Agentless Salt

Get Started Tutorial

Apply States

You'll learn how to:

  • Apply a Salt state using Salt SSH

Estimated time: 10 minutes 

Difficulty

Salt states are fully compatible with Salt SSH, and can be used to quickly automate system setup and configuration.

The Configuration Management guide contains a detailed explanation of creating Salt states. All of the information in that guide (including Salt pillar and Salt’s file server) can be used to apply states using Salt SSH.


Tutorial: States

Before we create and apply states, let’s make a few additions to our Salt SSH environment to configure the state system file location to point to a directory in our salt-ssh directory (by default state files are stored at /srv/salt).

Make sure you are in the Salt SSH directory you created previously (~/salt-ssh) and you have activated the virtual environment (source venv/bin/activate).

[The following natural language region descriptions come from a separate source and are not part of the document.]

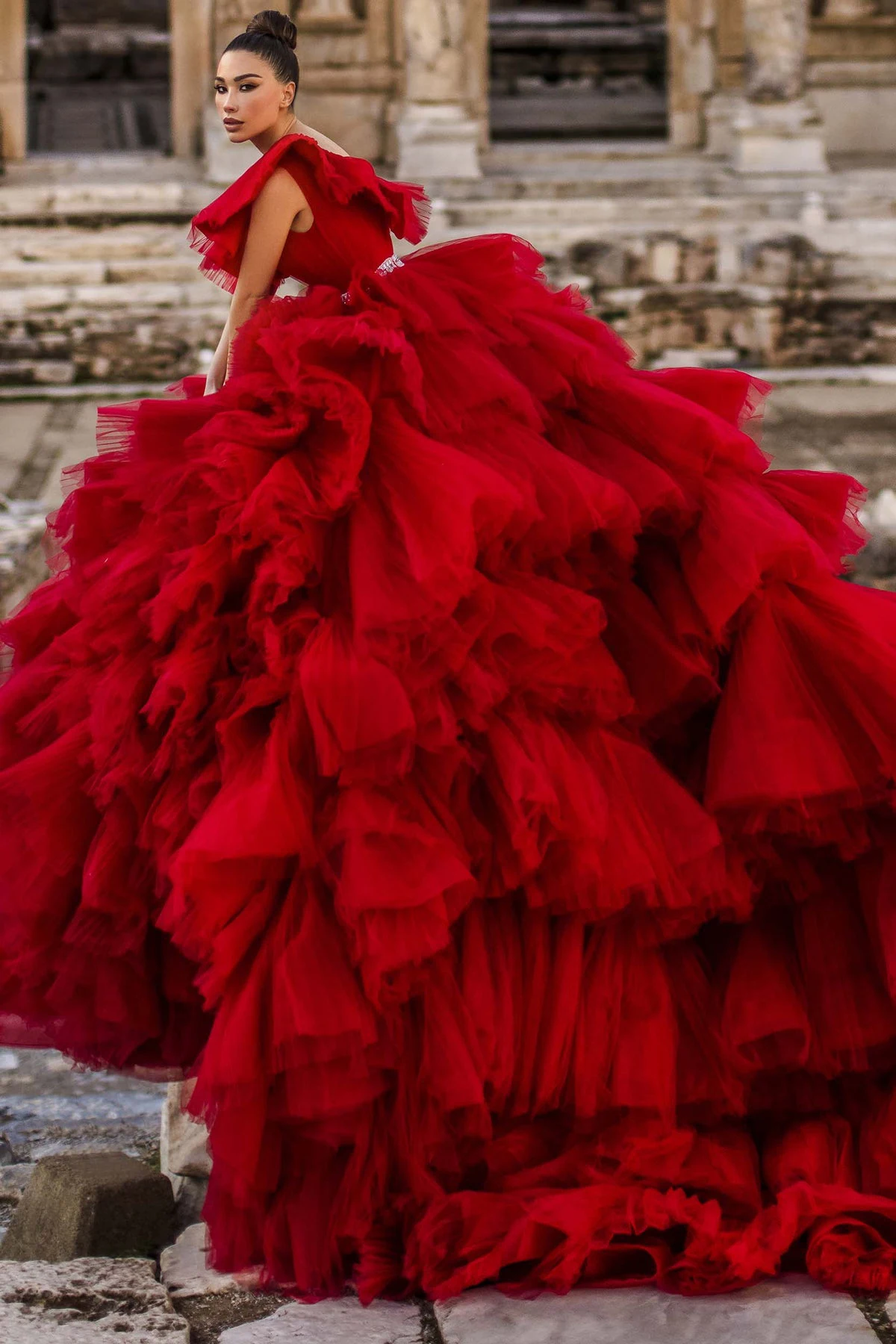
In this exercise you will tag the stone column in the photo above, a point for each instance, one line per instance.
(437, 134)
(774, 128)
(692, 69)
(13, 108)
(191, 46)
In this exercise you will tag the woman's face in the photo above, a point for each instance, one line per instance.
(249, 96)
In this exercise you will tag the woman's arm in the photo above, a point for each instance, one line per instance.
(280, 201)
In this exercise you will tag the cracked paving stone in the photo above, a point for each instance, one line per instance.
(785, 1310)
(87, 1301)
(341, 1322)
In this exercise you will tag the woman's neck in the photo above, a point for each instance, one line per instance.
(285, 125)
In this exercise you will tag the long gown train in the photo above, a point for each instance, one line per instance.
(461, 754)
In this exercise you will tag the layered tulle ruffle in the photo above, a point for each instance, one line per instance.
(460, 753)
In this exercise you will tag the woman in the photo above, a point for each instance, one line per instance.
(457, 752)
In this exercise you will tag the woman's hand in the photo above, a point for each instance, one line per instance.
(217, 373)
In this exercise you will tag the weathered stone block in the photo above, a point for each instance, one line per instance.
(334, 1323)
(184, 1266)
(783, 1310)
(90, 1204)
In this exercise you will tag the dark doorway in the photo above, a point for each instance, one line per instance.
(99, 75)
(595, 67)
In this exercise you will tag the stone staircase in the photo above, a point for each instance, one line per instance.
(97, 284)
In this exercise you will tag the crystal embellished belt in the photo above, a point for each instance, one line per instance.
(383, 269)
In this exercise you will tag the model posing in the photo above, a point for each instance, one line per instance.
(458, 752)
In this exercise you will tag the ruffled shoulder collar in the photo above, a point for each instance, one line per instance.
(220, 230)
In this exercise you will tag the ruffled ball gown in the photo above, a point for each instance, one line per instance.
(458, 752)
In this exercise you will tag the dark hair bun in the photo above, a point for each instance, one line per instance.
(272, 23)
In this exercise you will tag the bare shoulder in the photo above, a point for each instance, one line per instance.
(281, 190)
(324, 141)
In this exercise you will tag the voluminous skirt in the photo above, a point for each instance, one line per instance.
(458, 752)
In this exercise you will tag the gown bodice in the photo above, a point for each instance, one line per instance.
(355, 213)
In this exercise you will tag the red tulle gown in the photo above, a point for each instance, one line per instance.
(458, 752)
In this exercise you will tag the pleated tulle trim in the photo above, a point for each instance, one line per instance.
(458, 752)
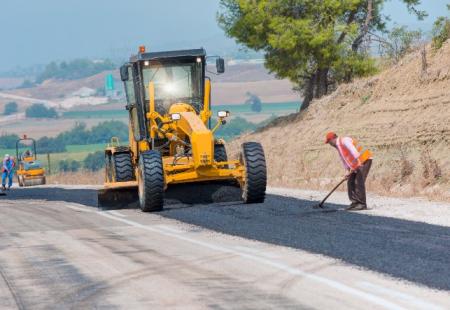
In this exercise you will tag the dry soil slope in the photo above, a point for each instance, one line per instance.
(399, 109)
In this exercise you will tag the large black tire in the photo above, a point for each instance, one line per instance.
(254, 187)
(108, 168)
(220, 153)
(20, 180)
(151, 181)
(122, 167)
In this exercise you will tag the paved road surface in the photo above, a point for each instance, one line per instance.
(57, 250)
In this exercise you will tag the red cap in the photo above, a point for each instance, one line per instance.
(330, 136)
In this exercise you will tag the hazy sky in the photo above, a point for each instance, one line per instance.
(39, 31)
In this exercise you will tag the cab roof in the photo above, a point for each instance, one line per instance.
(168, 54)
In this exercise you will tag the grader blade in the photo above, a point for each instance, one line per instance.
(118, 196)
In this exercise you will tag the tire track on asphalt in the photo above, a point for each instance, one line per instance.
(12, 290)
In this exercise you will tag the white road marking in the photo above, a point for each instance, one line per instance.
(79, 209)
(117, 213)
(399, 295)
(264, 261)
(171, 229)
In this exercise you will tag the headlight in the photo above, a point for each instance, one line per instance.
(223, 114)
(175, 116)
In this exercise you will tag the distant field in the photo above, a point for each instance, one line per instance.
(274, 108)
(74, 152)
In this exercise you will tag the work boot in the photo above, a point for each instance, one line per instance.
(351, 206)
(359, 207)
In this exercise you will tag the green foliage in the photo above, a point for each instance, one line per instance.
(441, 31)
(10, 108)
(312, 43)
(400, 41)
(94, 161)
(79, 135)
(39, 110)
(76, 69)
(69, 165)
(254, 101)
(100, 133)
(26, 84)
(8, 141)
(50, 145)
(235, 127)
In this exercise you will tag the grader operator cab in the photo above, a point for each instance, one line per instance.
(172, 136)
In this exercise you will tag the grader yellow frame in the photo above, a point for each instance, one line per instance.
(175, 144)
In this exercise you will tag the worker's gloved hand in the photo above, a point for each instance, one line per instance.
(349, 173)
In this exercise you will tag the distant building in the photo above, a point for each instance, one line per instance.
(84, 92)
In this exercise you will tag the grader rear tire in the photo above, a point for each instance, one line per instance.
(220, 153)
(151, 181)
(254, 187)
(20, 180)
(122, 167)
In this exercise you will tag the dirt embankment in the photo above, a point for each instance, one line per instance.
(401, 114)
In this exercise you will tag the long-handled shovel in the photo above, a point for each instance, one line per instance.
(320, 205)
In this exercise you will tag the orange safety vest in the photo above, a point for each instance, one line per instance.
(347, 156)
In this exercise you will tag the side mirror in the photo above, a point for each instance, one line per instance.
(175, 117)
(223, 114)
(124, 73)
(220, 65)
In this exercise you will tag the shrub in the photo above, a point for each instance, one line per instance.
(406, 166)
(431, 168)
(441, 32)
(401, 41)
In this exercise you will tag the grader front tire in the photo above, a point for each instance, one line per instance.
(151, 181)
(122, 167)
(254, 187)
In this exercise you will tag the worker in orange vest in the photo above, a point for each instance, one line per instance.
(357, 162)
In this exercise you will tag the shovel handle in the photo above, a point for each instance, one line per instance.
(332, 191)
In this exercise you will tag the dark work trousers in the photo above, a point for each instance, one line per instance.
(356, 184)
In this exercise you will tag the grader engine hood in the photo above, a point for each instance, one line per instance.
(201, 138)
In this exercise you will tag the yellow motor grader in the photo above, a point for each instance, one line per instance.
(30, 171)
(171, 134)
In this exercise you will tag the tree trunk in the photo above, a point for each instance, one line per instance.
(321, 83)
(316, 86)
(308, 92)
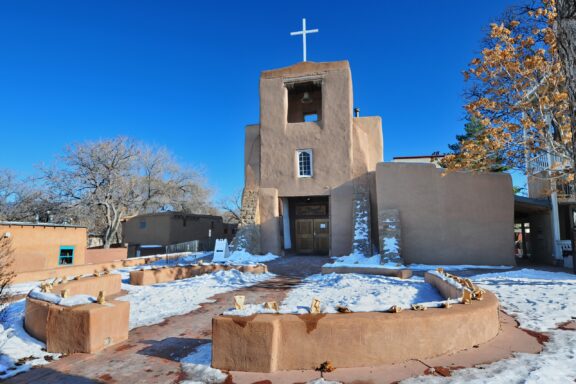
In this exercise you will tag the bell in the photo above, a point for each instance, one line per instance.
(306, 99)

  1. Create a salt-ssh/master file with the following content:

    file_roots:
      base:
        - /home/vagrant/salt-ssh/states # you might need to replace 'vagrant' in your environment
  2. Create a directory named states, and then add and save the following as states/network.sls:

    install network packages:
      pkg.installed:
        - pkgs:
          - rsync
          - lftp
          - curl
  3. Since we are installing packages, we’ll need to enable elevated privileges before we apply this state. Open the roster file and add sudo: True.

    managed:
      host: 192.168.70.11
      user: vagrant
      sudo: True
  4. Apply the state using the following command:

    salt-ssh '*' state.apply network

    (Note that we previously added the config_dir path to our Saltfile, that is why salt-ssh finds salt-ssh/master file.)

Manage Files

Salt SSH states can also manage files! Salt SSH resolves all salt:// file references and sends the files to the agentless system automatically.

  1. In the salt-ssh/states directory, create a subdirectory named files.

  2. Add a salt-ssh/states/files/sample.conf file with the following:

    setting=value
    setting2=value2
  3. Add and save a new state file named salt-ssh/states/config.sls with the following:

    manage some app config file:
      file.managed:
        - name: /tmp/sample.conf
        - source: salt://files/sample.conf
  4. Apply the state using the following command:

    salt-ssh '*' state.apply config

Each time you apply this state, the config file on the agentless system will be updated to match the version in salt-ssh/states/files.

For some added fun, you can list the contents of the config file using remote execution:

salt-ssh '*' cmd.run 'cat /tmp/sample.conf'

Source Control

Instead of placing state files in the salt-ssh/states directory, Salt can be easily configured to access a GitHub repo by changing the contents of salt-ssh/master to the following:

fileserver_backend:
  - git

gitfs_remotes:
  - https://github.com/yourusername/yourrepo.git

See Git Fileserver Backend for more details.

More Examples

Here are just a few examples of other commands you can add to a state file to configure your systems.

Clone from Github

Clone the SaltStack bootstrap script repo:
  pkg.installed: 
    - name: git # make sure git is installed first!
  git.latest:
    - name: https://github.com/saltstack/salt-bootstrap
    - rev: develop
    - target: /tmp/salt

Service Running

Make sure the mysql service is running:
  service.running:
    - name: mysql

Create Users

user account for pete:
  user.present:
    - name: pete
    - shell: /bin/bash
    - home: /home/pete
    - groups:
      - sudo

This guide has shown you how simple it is to start managing servers using Salt SSH. All of the state files and commands you use with Salt SSH are fully compatible with Salt running in master-minion mode, so you can easily switch between the two modes.